Server Stars Language Tools Transport
kimtaeyoon83/mcp-server-youtube-transcript 529 TypeScript 1 stdio

kimtaeyoon83/mcp-server-youtube-transcript (529 stars, TypeScript, MIT, 48 commits) is the most popular YouTube transcript server. One tool (get_transcript) with smart defaults: language fallback, optional timestamps, and built-in ad/sponsorship filtering enabled by default. Accepts standard URLs, Shorts URLs, and raw video IDs. Zero external dependencies for transcript fetching.

The high star count (529 — higher than many full-featured MCP servers) reflects a common workflow: AI agents analyzing video content by reading transcripts rather than processing raw audio. Multiple alternatives exist (jkawamoto, sparfenyuk, adhikasp) but this is the standard.

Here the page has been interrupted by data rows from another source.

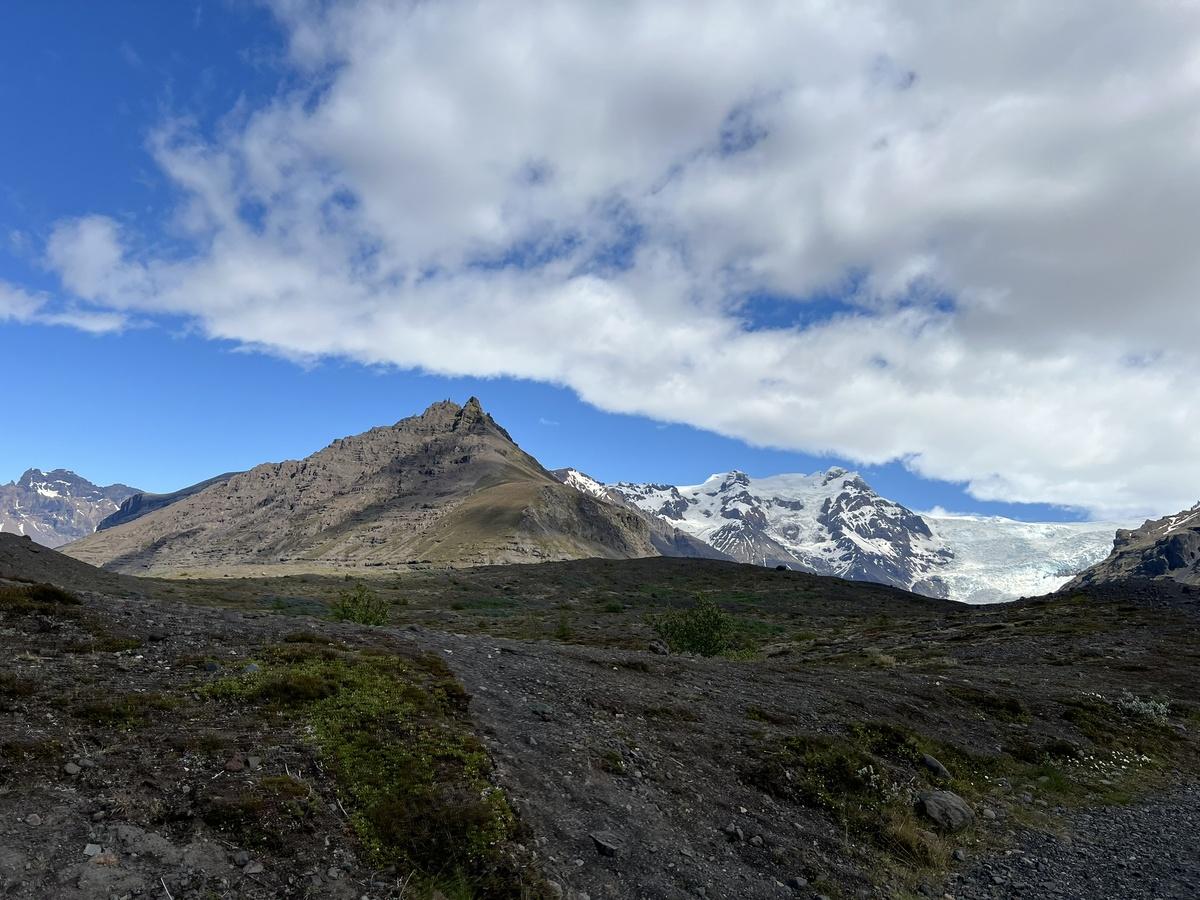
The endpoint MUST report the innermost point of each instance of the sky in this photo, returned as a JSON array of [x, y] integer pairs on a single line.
[[947, 245]]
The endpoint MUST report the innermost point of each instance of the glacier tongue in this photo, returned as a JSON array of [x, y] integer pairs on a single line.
[[834, 523], [1000, 558]]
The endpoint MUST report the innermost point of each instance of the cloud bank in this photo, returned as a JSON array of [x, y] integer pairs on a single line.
[[981, 220]]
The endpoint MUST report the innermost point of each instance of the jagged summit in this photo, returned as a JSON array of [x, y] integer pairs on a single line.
[[57, 507], [447, 485]]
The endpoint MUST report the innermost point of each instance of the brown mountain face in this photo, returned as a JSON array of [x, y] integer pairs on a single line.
[[1164, 549], [447, 486]]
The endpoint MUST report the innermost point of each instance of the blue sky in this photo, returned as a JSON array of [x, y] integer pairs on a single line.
[[161, 411], [539, 220]]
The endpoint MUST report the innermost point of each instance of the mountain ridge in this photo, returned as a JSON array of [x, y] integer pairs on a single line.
[[1162, 549], [57, 507], [448, 486], [833, 522]]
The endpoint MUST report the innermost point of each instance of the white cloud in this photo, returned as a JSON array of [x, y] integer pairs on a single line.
[[1017, 183], [23, 307]]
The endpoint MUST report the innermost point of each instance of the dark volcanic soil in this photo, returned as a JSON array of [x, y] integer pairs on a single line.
[[1068, 725]]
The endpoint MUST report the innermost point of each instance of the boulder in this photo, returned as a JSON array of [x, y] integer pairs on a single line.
[[946, 809]]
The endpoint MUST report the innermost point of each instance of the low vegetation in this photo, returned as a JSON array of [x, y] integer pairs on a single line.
[[360, 605], [703, 629], [395, 735]]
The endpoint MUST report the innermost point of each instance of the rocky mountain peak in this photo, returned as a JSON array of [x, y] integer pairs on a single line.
[[57, 507]]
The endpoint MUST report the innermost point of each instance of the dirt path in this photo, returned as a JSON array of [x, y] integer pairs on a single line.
[[1147, 851]]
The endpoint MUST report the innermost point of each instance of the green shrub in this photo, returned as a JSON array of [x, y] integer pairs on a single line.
[[396, 736], [360, 604], [705, 629]]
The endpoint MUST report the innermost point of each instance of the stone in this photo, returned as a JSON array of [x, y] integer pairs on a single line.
[[606, 844], [946, 809], [934, 765]]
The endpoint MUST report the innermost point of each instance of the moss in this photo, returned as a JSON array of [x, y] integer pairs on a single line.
[[30, 750], [765, 715], [305, 637], [395, 735], [991, 703], [105, 643], [11, 687], [126, 711]]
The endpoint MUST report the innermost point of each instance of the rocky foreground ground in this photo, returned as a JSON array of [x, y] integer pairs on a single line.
[[882, 747]]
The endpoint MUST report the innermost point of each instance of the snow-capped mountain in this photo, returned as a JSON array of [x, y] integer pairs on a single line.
[[58, 507], [834, 523], [829, 523]]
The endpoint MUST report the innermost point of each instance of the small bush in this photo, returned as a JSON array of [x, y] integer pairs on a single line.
[[705, 629], [29, 599], [360, 604]]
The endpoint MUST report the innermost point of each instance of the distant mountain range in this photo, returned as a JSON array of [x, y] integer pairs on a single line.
[[1167, 547], [449, 486], [57, 507], [834, 523]]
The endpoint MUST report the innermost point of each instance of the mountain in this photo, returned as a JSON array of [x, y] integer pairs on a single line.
[[667, 540], [1168, 547], [57, 507], [834, 523], [828, 523], [447, 486], [997, 558], [143, 503]]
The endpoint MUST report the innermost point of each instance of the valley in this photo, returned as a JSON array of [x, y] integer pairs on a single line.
[[633, 766]]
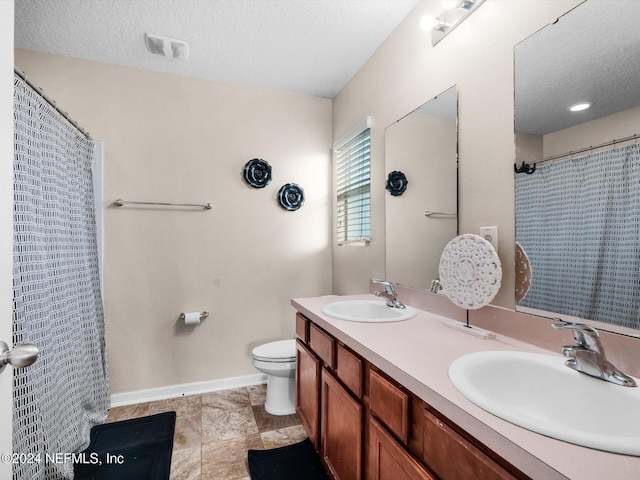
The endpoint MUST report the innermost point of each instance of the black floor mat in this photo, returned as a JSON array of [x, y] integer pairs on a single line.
[[293, 462], [138, 449]]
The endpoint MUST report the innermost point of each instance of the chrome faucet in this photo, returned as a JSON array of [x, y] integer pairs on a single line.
[[389, 294], [588, 355]]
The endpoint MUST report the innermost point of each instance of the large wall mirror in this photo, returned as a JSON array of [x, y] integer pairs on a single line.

kevinwatt/yt-dlp-mcp (233 stars, TypeScript, 83 commits) takes a broader approach — bridging yt-dlp with MCP for video search, download, and transcript extraction. More actively maintained than the transcript-only servers and useful when you need the actual media files, not just text.

Video Processing (FFmpeg)

FFmpeg (video-creator)

Server Stars Language Tools Transport
video-creator/ffmpeg-mcp 132 Python 8 stdio

video-creator/ffmpeg-mcp (132 stars, Python, MIT, 15 commits) provides the core FFmpeg operations most workflows need: find_video_path (recursive directory search), get_video_info (duration/fps/codec/dimensions metadata), clip_video (trimming), concat_videos (combining with quality detection), play_video (playback with speed/loop control), overlay_video (layering with positioning), scale_video (resizing with aspect ratio preservation), extract_frames_from_video (PNG/JPG/WEBP export). Currently macOS-focused (ARM64 and x86_64).

FFmpeg (video-audio-mcp)

Server Stars Language Tools Transport
misbahsy/video-audio-mcp 71 Python 27 stdio

misbahsy/video-audio-mcp (71 stars, Python, MIT, 6 commits) is the most tool-rich FFmpeg MCP server with 27 tools spanning professional-grade editing:

Video: extract_audio_from_video, trim_video, convert_video_format, convert_video_properties, change_aspect_ratio, set_video_resolution, set_video_codec, set_video_bitrate, set_video_frame_rate. Audio: convert_audio_format, convert_audio_properties, set_audio_bitrate, set_audio_sample_rate, set_audio_channels, set_video_audio_track_codec/bitrate/sample_rate/channels. Creative: add_subtitles, add_text_overlay, add_image_overlay, add_b_roll, add_basic_transitions. Editing: concatenate_videos, change_video_speed, remove_silence, health_check.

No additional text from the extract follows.